Keningnya berkerut saat melihat nomor asing yang tertera dilayar ponselnya, "Halo selama pagi."
"Halo, selamat pagi. Apa benar ini dengan ibu Gabriela istri dari bapak Aris?"
Gabriela menganggukkan kepalanya meskipun yang diseberang sana tidak dapat melihatnya, "Iya saya Gabriela istri dari bapak Aris, maaf ini dengan siapa?"
"Maaf mengganggu waktu ibu sebentar. Kami dari kepolisian bu, kami ingin memberitahu bahwa suami anda yang bernama Aris mengalami kecelakaan beruntun di dekat Bandara *** dan sekarang suami anda sudah dibawa kerumah sakit terdekat. Mohon untuk segera datang dan melihat kondisi bapak Aris."
Napas Gabriela tercekat, dipandanginya foto pernikahannya dengan Aris yang beberapa waktu lalu terjatuh itu.
Apakah kejadian dimana foto pernikahan mereka jatuh tadi adalah sebuah pertanda?
Tangannya menggenggam erat ponselnya sembari menggigit bibir bawahnya kuat, "Benarkah yang tadi adalah pertanda bahwa Aris tidak baik-baik saja?" Tanya Gabriela pada dirinya sendiri.
"Halo? Bu Gabriela."
Gabriela diam.
"Halo? Apakah Bu Gabriela masih ada disana. Maaf jika kami membuat anda terkejut dan kami juga turut berduka atas kecelakaan yang terjadi pada suami anda, meski begitu kami juga harus memberitahukannya pada pihak keluarga. Oleh karena itu, sebaiknya ibu segera datang dan mengetahui kondisi bapak Aris."
Gabriela mengerjapkan kedua matanya ketika mendengar suara seseorang diseberang sana, "Ah iya saya akan segera kesana tolong kirimkan alamatnya pada saya, terimakasih." Gabriela menutup telfonnya lalu menghela napas karena dadanya terasa sesak setelah mendengar bahwa suaminya itu kecelakaan.
Ia benar-benar tidak menyangka bahwa Aris akan mengalami kecelakaan beruntun seperti itu, lalu bagaimana kondisi suaminya itu saat ini?
"Bu, ayo ikut aku." ajak Gabriela sambil memasukkan barang-barangnya kedalam tas kerjanya kecuali ponselnya,
Gabriela memilih untuk menggenggam ponsel miliknya itu.

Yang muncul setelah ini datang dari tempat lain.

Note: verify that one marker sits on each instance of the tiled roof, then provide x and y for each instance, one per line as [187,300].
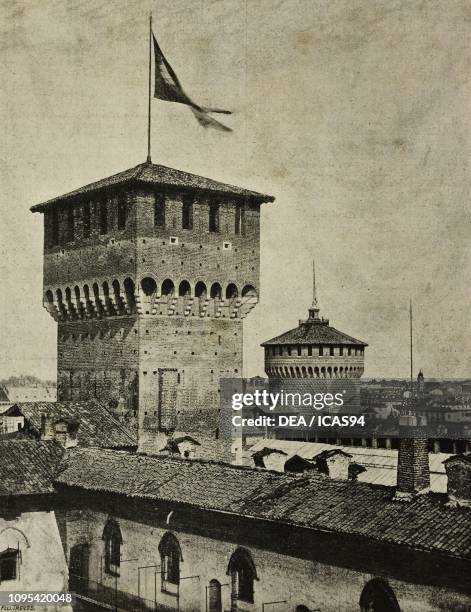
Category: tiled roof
[315,331]
[98,427]
[380,463]
[161,176]
[28,467]
[316,502]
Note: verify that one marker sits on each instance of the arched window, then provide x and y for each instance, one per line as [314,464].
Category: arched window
[113,540]
[231,291]
[243,573]
[187,212]
[214,217]
[159,210]
[170,558]
[249,292]
[168,288]
[149,286]
[200,290]
[214,596]
[377,596]
[216,290]
[184,290]
[9,563]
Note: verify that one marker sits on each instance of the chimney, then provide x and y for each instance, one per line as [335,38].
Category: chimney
[47,427]
[458,471]
[334,463]
[65,432]
[413,470]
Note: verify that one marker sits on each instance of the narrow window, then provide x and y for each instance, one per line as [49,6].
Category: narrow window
[159,210]
[122,211]
[103,217]
[214,217]
[9,564]
[243,574]
[187,212]
[70,222]
[86,220]
[170,558]
[214,596]
[55,226]
[113,540]
[240,219]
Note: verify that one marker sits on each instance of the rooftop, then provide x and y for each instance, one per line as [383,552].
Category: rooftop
[316,502]
[157,176]
[314,331]
[98,426]
[28,467]
[380,463]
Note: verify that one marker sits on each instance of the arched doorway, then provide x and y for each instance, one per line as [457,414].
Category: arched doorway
[377,596]
[214,596]
[78,567]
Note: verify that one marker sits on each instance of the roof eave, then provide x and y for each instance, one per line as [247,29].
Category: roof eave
[73,195]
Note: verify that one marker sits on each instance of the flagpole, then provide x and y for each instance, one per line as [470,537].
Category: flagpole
[149,160]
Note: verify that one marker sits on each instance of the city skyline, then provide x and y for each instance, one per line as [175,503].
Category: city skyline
[343,159]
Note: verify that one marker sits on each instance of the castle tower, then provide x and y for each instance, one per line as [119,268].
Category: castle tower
[314,349]
[149,274]
[420,383]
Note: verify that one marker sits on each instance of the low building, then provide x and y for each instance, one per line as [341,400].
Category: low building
[87,423]
[163,533]
[31,553]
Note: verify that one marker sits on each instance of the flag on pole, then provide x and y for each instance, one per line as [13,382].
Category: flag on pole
[167,87]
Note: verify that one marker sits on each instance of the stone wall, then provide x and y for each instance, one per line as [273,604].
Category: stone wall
[296,567]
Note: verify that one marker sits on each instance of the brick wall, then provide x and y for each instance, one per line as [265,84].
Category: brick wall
[298,567]
[106,338]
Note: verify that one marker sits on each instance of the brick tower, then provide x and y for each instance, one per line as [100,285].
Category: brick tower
[149,274]
[314,349]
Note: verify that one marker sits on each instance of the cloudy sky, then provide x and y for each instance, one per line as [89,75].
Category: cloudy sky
[355,114]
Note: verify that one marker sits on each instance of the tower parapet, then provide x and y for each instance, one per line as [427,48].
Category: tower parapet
[314,349]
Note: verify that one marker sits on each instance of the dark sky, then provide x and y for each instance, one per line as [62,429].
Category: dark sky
[354,114]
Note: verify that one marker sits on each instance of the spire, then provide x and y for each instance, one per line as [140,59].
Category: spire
[314,310]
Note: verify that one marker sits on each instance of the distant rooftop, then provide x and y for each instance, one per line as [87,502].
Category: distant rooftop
[380,463]
[157,176]
[315,501]
[28,467]
[98,426]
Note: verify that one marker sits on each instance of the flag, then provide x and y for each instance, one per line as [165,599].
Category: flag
[167,87]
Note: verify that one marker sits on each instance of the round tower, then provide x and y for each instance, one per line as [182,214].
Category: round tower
[314,349]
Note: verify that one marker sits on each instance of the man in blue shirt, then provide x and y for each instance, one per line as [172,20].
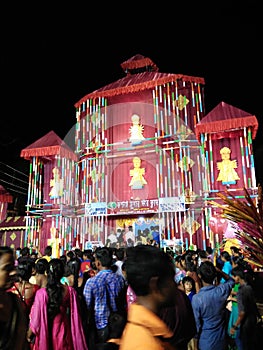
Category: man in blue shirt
[104,292]
[209,306]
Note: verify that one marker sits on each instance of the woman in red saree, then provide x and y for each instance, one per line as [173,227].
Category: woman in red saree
[55,315]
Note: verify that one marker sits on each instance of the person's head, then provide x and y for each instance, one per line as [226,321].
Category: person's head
[24,270]
[150,272]
[225,256]
[237,260]
[25,252]
[242,274]
[73,268]
[103,258]
[7,268]
[70,255]
[48,250]
[54,287]
[41,266]
[55,271]
[120,254]
[188,284]
[207,272]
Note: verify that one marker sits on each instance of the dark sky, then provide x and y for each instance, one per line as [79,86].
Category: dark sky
[53,55]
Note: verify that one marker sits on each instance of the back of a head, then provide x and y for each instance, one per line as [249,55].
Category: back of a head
[25,251]
[48,250]
[207,271]
[24,269]
[55,271]
[54,287]
[104,255]
[225,255]
[120,253]
[41,266]
[144,262]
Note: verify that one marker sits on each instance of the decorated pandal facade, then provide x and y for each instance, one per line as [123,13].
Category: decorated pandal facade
[145,155]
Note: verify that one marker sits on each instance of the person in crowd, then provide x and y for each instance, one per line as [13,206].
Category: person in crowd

Baiklah, daripada bertanya-tanya pada dirinya sendiri yang bahkan tidak tahu apa-apa akan lebih baik jika Gabriela segera pergi guna mengetahui kondisi Aris.
Sarah yang sedari tadi sibuk memainkan ponselnya langsung menoleh pada anaknya yang terlihat terburu-buru mengemasi barang-barangnya itu, "Ikut kemana, kenapa kau terlihat buru-buru sekali?." tanyanya lalu beranjak dari duduknya ketika Gabriela berjalan kearahnya.
Wajar saja jika Sarah bertanya karena wanita itu tadi tidak menyimak pembicaraan anak perempuannya dengan seseorang di telpon, ia sibuk bertukar pesan dengan sang suami karena sebentar lagi mereka akan memiliki cucu.
Kabar yang begitu membahagiakan jadi Sarah harus segera mengatakannya pada sang suami.
Namun tanpa Sarah sadari kabar membahagiakan yang baru saja didengarnya ini tidak akan berlangsung lama karena tergantikan dengan berita yang mengejutkan dan menyedihkan, dimana Aris dikabarkan mengalami kecelakaan beruntun.
Gabriela menatap ibunya yang terlihat masih bahagia dengan perkataannya tadi membuat wanita itu tiba-tiba tidak tega jika harus mengatakan pada ibunya bahwa Aris baru saja mengalami kecelakaan.